Let us run it. Select the whole table. You can do this by selecting the blank cell directly above the run numbers and directly to the left of the input columns (the top left cell of the table). Then hit Ctrl + Shift + right arrow + right arrow and Ctrl + Shift + down arrow + down arrow. The whole table should now be selected. Go to the Data tab at the top in the ribbon, click What-If Analysis, and then select Data Table. Now, we ask ourselves, “What varies as we go across the row?” Nothing varies, which means that we are going to make a one-way table because we are not substituting these as we go across the row. Then we ask ourselves, “What changes as we go down the column?” The run number changes. In this case, it does not matter which cell changes, so we can just pick $A$1, which will be overridden each iteration. We hit OK, and if nothing changes, we have to go to Formulas again and hit Calculate Now or F9.
After that is complete, we have just run a thousand different simulations of varying inputs. We can then devise a formula for the average of all the calculated profits with AVERAGE. It looks like after a thousand runs, varying our inputs according to the means and standard deviations we understand them to have, we have an average of $5.5459 million in profits. This $5.5459 million is specific to this iteration of random numbers, but it is a good estimate as we figure that each time will be similar to that $5.5 million. We can also notice that if we look at individual runs, sometimes there is a loss and sometimes there is a gain. We can also increase the number of rows that we do. Instead of 1,000, we can extend to 10,000, 100,000, or even a million and more. Overall, we now have the ability to run some pretty complex models here in Excel. This combines what we have learned about random numbers and one- and two-way tables. They are pretty powerful.
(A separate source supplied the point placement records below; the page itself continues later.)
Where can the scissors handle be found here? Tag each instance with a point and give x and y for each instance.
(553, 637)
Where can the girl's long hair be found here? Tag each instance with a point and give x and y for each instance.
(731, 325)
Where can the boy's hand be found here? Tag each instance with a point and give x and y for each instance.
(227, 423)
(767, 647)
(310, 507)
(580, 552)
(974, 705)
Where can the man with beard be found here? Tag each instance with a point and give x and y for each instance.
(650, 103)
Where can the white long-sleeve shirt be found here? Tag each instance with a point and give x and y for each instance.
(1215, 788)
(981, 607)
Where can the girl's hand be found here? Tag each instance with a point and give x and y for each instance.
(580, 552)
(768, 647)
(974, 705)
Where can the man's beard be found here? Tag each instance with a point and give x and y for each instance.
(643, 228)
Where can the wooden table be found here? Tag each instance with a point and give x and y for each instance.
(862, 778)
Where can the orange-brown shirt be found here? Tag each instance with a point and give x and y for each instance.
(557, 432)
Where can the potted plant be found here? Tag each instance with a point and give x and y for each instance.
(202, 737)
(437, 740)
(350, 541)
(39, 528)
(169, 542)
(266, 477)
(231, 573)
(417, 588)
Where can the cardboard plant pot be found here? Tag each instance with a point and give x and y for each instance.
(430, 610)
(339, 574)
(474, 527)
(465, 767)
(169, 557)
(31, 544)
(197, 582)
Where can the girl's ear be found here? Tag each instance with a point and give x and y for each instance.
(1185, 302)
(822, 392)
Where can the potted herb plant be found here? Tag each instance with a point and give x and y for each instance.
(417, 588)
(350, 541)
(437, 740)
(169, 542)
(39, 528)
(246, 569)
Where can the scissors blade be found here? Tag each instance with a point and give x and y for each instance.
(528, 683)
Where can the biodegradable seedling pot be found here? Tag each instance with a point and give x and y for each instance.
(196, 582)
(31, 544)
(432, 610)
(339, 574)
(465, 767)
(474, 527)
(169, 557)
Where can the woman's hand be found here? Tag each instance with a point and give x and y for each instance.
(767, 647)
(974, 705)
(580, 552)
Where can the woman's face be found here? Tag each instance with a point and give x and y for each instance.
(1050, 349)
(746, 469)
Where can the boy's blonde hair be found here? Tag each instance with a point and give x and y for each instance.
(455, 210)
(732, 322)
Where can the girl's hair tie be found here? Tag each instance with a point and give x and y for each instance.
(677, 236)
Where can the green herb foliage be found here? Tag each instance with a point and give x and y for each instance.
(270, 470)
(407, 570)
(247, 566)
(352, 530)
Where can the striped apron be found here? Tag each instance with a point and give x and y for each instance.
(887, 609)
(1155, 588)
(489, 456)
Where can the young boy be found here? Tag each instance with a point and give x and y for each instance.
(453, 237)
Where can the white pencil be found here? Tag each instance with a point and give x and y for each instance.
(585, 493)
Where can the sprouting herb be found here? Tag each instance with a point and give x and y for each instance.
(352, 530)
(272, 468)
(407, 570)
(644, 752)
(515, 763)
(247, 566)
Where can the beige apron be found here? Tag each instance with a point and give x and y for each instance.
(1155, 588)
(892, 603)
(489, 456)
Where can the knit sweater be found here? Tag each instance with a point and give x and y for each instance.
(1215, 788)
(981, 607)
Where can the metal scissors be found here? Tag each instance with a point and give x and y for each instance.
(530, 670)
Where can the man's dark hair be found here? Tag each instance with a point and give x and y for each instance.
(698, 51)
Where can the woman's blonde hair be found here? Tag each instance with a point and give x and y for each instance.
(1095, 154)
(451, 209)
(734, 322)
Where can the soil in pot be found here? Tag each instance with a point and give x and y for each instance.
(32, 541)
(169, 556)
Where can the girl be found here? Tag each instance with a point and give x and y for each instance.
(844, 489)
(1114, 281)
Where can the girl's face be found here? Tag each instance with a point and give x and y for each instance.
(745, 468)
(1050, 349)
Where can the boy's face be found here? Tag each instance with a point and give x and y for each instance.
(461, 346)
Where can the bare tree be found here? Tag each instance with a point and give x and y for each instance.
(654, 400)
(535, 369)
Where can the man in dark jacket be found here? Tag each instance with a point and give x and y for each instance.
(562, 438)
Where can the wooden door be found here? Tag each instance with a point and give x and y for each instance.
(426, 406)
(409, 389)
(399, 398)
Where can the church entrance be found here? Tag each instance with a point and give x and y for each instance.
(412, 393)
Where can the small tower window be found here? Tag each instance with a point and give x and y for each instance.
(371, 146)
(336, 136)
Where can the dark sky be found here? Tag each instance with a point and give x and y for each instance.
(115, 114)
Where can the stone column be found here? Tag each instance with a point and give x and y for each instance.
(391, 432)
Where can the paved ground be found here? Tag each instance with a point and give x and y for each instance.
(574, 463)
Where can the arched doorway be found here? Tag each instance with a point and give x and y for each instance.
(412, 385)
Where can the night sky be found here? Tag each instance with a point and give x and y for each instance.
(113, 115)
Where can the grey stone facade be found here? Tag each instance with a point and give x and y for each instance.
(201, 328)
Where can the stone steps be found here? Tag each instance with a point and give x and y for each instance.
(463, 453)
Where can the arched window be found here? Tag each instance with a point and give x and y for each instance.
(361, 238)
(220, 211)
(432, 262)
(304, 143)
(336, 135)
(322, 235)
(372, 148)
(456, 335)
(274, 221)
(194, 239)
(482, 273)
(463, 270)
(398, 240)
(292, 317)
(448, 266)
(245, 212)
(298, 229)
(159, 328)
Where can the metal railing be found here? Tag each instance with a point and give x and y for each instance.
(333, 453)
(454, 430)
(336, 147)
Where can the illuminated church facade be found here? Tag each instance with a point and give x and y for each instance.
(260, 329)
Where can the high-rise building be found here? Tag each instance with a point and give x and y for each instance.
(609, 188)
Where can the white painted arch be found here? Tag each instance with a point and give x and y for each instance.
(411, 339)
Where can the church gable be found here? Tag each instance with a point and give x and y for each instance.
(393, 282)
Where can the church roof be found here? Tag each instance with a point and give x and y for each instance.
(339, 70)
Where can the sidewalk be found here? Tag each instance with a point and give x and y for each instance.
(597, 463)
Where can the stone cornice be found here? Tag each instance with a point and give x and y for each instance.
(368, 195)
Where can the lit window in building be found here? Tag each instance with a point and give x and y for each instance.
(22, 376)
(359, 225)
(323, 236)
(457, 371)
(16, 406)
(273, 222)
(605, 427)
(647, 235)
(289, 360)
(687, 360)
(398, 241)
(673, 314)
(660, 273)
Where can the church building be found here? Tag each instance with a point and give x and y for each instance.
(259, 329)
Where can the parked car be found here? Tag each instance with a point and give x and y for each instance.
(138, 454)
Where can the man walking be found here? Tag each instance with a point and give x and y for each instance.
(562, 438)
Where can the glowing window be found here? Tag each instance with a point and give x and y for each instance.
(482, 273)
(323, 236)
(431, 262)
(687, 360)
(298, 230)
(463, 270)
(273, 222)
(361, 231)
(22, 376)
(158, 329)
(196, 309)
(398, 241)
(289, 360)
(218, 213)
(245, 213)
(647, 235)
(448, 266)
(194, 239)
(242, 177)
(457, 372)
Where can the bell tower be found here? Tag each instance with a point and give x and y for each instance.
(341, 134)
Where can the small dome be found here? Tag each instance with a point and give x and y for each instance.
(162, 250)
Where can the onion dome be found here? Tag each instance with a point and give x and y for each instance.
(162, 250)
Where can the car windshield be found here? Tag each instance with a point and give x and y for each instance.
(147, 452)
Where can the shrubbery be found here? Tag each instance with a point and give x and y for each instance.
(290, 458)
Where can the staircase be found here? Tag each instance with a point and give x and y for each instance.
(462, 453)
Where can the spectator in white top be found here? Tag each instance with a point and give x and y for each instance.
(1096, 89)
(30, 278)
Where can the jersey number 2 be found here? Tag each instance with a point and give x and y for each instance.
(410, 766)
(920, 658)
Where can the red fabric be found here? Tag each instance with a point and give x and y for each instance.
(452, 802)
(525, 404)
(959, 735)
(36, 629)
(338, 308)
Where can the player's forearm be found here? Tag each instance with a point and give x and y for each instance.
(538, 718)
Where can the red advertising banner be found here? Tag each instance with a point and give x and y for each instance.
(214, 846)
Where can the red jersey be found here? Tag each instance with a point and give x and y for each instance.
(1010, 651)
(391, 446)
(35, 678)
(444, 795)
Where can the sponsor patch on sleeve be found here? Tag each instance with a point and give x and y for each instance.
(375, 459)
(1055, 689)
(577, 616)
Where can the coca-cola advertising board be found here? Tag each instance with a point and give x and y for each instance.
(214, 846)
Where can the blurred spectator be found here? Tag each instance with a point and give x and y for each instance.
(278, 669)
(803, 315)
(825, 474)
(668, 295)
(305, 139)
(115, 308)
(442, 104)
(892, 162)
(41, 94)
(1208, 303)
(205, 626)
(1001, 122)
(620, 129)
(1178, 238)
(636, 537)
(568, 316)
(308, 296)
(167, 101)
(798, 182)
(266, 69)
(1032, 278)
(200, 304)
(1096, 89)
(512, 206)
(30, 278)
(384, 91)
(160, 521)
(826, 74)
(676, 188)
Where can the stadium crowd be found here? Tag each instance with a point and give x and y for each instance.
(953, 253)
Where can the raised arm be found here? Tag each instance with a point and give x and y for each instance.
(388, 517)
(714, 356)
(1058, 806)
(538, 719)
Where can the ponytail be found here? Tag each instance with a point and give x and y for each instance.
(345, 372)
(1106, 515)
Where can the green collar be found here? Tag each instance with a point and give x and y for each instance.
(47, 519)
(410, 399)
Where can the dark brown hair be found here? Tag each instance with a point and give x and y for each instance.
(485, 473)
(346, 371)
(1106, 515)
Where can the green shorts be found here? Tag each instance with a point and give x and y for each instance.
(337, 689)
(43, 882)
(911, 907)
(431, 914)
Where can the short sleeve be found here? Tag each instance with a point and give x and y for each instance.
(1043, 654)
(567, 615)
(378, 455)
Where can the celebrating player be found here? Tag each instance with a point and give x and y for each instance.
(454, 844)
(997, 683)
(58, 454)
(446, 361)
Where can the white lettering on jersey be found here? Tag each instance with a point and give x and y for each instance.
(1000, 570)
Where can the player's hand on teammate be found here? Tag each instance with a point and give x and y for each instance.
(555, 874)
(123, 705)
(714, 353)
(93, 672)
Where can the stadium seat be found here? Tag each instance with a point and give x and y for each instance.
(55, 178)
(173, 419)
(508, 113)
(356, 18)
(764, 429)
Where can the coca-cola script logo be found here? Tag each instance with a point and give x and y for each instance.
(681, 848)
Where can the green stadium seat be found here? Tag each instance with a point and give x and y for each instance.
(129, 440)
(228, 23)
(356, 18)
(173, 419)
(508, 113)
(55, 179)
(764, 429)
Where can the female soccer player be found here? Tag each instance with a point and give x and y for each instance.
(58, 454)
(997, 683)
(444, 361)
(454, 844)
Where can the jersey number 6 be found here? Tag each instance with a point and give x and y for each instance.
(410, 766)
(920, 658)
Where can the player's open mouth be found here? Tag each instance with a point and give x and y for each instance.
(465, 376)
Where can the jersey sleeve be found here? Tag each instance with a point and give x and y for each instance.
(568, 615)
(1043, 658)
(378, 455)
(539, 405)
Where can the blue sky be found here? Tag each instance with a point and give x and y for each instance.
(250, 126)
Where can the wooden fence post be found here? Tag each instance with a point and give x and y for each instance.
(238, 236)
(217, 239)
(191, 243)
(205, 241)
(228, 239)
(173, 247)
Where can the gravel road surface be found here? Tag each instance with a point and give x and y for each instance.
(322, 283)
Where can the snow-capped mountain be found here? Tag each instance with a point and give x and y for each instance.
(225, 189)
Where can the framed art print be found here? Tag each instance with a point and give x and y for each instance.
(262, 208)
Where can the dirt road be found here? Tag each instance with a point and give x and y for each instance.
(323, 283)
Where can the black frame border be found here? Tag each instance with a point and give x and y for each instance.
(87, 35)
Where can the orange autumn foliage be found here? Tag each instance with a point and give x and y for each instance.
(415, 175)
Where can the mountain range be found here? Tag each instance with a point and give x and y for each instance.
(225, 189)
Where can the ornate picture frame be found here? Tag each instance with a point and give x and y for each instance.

We can now plot our profits and look at the distribution of those profits. This is done by highlighting that last column of profits, inserting a PivotTable, and placing it just to the right of the table. In the PivotTable fields, we can place M$ (profits) in rows and values (count of). Next, we can group it by fives from -20 to 35, which makes it so that every value is covered in the range. We can then name it and look at the risk and benefit. Better information can help us make better decisions, but we have to remember that the model is only as good as the assumptions that we code in, including the means and standard deviations for our inputs.